Scholars agree that Kristallnacht, the worst persecution of Jews in Nazi Germany until then, served as a turning point for both Jews and Nazis. Before that date, many German Jews, including my grandfather, had the belief that “it cannot get any worse” for the Jews. After that night, a deluge of Jews, including my grandfather, sought exit visas and affidavits to enable them to emigrate, realizing for the first time there was no future for Jews in Germany.

Since World War II did not break out until the following year, the international press remained in Germany and reported extensively on the roundup of Jews, the murders, the burning of synagogues, the destruction of Jewish-owned businesses and shops, and vandalized Jewish schools and cemeteries.
Headlines and pictures from that fateful night reverberated around the world, which did nothing in response. The turning point for Hitler was the realization that he could treat Jews with impunity, and there would be no pushback from the international community.

Arguably, the world’s response to the Holocaust did not occur until Dec. 10, 1948, ten years after Kristallnacht, with the enactment by the United Nations, of the Universal Declaration of Human Rights (UDHR).
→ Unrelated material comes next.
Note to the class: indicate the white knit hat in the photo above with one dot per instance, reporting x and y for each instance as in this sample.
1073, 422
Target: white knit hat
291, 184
It set out, “for the first time, fundamental human rights to be universally protected. Eleanor Roosevelt … chaired the UDHR drafting committee and was integral to its adoption,” according to the UN website.

I brought a poster of the Declaration, in a frame donated by the Province Center, to the Kristallnacht program; we observed its 70th anniversary along with the 80th anniversary of the pogrom that most egregiously violated its nascent provisions. None of my students had previously learned about the UDHR.

Diana Enriquez-Field, Director of the Sister Dorothy Stang Center for Social Justice and Community Engagement and the Office of Spirituality, began our Kristallnacht commemoration with a moment of silent prayer for the victims of the Tree of Life Synagogue massacre. In Nazi Germany, you can be sure there was no public prayer for the victims of Kristallnacht.

I was brought up in Terre Haute, Ind., in a household with the mantra, “If it can happen in Germany, the most cultured and scientifically advanced country in the world, it can happen here.” The antecedent of “it” is the persecution of Jews, leading to their mass murder; in short, another Holocaust.

In the aftermath of the Pittsburgh pogrom, what gives me hope is the outpouring of support to the Jewish community from strangers, such as Pastors Gary Baddini and Daisy Segal of the Peninsula Covenant Church in Redwood City, Calif. They sent flowers and cards of caring written by their congregants to my own shul, Congregation Beth Jacob, also in Redwood City.

If Kristallnacht marked the beginning of the Jews’ demise in Germany, does the Pittsburgh massacre mark the beginning of the end for Jews in this country?

Unfortunately, I have no crystal ball and cannot predict the future. We have a president who has normalized prejudice and hatred. The question for me is how much are the people in this country like the people of Nazi Germany? It is the American people and their core values that will make the difference.